On a relative basis too, India’s premium to emerging markets has come off to more reasonable levels. While valuations have corrected, one needs to keep a close watch on earnings estimates for FY24 where consensus is building in mid-teens earnings growth.
With global markets likely to remain volatile in the near term on the back macro uncertainties, we do expect volatility to continue for Indian markets too in the near term even as valuations provide downside support. In the medium term we remain positive on Indian equities on the back of growth, improvement in corporate earnings and improvement in balance sheet quality.
Do you think the weak rural demand is the only concern for auto space?
Auto sector has over the last few years faced multiple headwinds, primarily emanating from rise in cost of ownership led by regulatory changes, higher commodity costs, higher fuel cost as well as weak rural demand. In addition, technology disruption (electric vehicles being given subsidy/tax benefits) is further posing growth challenge for ICE category of vehicles, more so in 2-wheeler space.

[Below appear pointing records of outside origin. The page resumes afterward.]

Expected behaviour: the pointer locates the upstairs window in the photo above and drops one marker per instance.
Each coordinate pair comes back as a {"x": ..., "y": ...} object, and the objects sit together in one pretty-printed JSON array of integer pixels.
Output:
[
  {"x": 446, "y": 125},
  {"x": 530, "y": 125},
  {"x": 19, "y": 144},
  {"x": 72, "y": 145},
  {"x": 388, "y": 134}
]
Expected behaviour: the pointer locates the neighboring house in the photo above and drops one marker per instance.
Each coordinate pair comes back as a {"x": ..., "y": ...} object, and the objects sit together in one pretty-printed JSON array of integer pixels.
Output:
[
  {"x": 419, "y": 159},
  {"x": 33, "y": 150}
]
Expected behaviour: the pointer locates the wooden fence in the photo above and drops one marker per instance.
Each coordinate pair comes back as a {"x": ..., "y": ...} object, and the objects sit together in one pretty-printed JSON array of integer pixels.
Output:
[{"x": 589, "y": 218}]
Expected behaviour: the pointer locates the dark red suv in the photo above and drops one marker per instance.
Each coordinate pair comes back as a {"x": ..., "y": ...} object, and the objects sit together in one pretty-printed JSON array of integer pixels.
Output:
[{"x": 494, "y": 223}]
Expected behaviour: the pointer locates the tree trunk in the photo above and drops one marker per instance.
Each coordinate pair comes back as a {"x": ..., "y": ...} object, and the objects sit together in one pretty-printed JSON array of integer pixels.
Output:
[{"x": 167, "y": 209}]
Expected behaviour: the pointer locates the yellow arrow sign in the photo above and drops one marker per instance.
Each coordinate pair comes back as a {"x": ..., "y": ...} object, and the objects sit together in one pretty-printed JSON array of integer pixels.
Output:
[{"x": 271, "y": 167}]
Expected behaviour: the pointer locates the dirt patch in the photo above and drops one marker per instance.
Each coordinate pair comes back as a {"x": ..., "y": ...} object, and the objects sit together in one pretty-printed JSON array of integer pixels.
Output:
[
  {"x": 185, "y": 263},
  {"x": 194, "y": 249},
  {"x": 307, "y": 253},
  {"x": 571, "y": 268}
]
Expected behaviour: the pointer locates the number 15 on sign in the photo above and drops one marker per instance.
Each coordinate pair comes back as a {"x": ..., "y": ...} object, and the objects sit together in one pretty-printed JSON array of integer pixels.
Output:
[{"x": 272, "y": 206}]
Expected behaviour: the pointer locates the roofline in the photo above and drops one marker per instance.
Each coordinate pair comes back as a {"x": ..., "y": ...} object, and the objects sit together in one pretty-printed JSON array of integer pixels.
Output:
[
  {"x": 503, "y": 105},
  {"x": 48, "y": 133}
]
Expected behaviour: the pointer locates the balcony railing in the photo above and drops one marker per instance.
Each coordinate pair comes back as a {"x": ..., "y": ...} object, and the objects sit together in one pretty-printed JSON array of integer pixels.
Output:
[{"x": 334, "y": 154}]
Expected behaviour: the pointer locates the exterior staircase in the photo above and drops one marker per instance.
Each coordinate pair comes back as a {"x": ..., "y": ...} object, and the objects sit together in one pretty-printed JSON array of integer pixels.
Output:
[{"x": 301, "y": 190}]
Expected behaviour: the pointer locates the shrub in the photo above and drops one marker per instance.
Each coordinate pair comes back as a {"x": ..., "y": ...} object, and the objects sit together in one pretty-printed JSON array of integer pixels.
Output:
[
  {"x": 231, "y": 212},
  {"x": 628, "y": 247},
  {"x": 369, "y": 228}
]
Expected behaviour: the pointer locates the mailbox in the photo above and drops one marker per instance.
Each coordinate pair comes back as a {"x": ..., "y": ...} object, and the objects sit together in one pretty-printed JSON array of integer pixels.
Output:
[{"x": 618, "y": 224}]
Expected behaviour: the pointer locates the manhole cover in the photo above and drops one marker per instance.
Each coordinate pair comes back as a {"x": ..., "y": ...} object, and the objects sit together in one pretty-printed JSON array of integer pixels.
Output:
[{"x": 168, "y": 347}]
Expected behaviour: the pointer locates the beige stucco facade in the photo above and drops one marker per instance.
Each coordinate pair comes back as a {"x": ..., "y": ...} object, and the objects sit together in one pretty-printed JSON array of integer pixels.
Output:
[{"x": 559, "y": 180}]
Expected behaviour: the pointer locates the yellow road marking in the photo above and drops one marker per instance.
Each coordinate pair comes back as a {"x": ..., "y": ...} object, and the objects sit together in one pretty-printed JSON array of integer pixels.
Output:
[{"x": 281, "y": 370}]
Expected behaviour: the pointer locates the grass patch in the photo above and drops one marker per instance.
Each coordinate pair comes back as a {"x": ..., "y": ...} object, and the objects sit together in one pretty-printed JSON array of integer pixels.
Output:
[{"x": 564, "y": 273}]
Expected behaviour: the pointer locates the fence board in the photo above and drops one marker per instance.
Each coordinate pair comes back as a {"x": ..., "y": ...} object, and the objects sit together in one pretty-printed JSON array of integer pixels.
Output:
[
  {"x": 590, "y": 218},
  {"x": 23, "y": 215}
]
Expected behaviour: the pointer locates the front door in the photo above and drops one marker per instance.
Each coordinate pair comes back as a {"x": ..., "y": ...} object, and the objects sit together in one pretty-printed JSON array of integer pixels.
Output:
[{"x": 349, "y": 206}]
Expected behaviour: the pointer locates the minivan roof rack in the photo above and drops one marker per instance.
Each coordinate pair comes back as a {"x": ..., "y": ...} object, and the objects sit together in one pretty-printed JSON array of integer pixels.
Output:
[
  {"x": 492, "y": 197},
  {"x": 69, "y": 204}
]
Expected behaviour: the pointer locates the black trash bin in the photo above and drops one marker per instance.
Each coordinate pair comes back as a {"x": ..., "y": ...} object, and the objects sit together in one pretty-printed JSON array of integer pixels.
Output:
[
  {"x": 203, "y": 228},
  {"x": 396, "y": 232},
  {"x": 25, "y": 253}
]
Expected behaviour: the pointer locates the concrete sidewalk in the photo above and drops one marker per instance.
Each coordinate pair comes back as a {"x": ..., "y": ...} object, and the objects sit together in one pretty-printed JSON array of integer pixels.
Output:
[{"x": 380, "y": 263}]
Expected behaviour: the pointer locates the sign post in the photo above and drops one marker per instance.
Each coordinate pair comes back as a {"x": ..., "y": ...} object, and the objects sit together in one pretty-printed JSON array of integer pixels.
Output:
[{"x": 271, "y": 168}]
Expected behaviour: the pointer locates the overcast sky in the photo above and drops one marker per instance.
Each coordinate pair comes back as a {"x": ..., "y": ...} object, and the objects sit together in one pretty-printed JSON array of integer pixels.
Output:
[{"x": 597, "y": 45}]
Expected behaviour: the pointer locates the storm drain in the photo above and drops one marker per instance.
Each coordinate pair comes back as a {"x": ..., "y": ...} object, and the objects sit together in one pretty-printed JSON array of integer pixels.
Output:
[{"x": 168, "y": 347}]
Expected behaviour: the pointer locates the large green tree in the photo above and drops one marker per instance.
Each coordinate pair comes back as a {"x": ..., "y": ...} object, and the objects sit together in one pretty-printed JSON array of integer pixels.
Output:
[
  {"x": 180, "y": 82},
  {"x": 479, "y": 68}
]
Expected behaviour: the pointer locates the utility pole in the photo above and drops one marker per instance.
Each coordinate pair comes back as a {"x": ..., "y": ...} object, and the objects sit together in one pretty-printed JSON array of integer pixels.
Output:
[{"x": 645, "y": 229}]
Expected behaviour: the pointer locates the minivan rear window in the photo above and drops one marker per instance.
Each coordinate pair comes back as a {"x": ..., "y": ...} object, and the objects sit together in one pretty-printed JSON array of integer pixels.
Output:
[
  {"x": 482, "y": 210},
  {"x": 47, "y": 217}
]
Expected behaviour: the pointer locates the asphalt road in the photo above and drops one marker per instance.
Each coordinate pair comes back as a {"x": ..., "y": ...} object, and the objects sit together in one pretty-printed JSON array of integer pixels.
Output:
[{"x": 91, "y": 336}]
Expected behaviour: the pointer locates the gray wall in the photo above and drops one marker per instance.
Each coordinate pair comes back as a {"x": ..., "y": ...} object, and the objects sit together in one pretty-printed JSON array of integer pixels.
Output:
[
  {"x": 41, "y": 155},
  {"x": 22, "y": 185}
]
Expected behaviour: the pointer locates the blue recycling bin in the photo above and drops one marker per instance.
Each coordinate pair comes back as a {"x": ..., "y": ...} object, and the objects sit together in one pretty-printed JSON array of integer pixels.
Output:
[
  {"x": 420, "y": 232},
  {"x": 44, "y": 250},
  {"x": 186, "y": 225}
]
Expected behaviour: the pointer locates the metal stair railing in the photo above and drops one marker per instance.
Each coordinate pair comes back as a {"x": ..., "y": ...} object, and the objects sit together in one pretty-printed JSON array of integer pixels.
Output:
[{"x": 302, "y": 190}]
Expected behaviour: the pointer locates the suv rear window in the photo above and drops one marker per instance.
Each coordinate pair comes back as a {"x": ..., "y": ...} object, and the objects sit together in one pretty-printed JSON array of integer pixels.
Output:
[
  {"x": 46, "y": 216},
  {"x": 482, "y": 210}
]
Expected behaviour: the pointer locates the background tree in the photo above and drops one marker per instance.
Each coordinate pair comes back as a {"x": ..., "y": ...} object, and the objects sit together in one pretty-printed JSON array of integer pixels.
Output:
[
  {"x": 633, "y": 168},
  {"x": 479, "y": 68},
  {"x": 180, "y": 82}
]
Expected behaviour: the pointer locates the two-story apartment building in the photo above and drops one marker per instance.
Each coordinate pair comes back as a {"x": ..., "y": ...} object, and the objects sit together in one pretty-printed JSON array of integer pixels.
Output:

This has led to volume growth getting impacted for lower end of vehicles both in 2-wheeler and 4-wheeler category even as the premium segment has shown growth/resilience.
However, now we see signs of demand reviving within the auto space spurred by a strong festive season demand, improving affordability, model launches, replacement demand, and some signs of improvement in rural wages. We expect to see normalisation of long-term growth rates post a multi-decadal low over the last few years.
Strong execution abilities and supply chain management will be the key differentiators to determine volume growth as demand picks up in select pockets. Softer commodity prices and improving chip availability bode well for the sector too.
What is your take on the staples segment?
Staples are expected to show acceleration in earnings growth in FY24 led by margin expansion. After 2 years of severe margin pressure, inflation is ebbing in input materials as in the last six months, prices of most key inputs have declined up to 30 percent, led by vegetable oils and crude oil.
Demand is expected to improve albeit gradually with rural wages likely bottoming out. Rural markets should improve gradually with increased government spending, higher realisations for crops & increase in disposable income as inflation recedes. The premiumisation trend continues to play out. El Nino impacting the monsoon is a concern, although stock performance does not seem to be correlated to a weak monsoon. Valuations of the FMCG pack are reasonable as it is trading at close to 5-year average forward P/E multiples.
What is your reading on the commentary by Federal Reserve?
The Fed hiked interest rates by 25bps bringing the target fed funds rate to 4.75-5 percent much in line with expectations. The commentary seems to suggest that the central bank is trying to walk the tightrope between managing inflation and bringing financial stability to the banking system.
The statement modified the guidance for future rate hikes, replacing a reference to "ongoing rate hikes" with guidance that "some additional policy firming may be appropriate". This reflects the expectation that the Fed is nearly done with the rate hike cycle, but the door remains open for more hikes if they are warranted.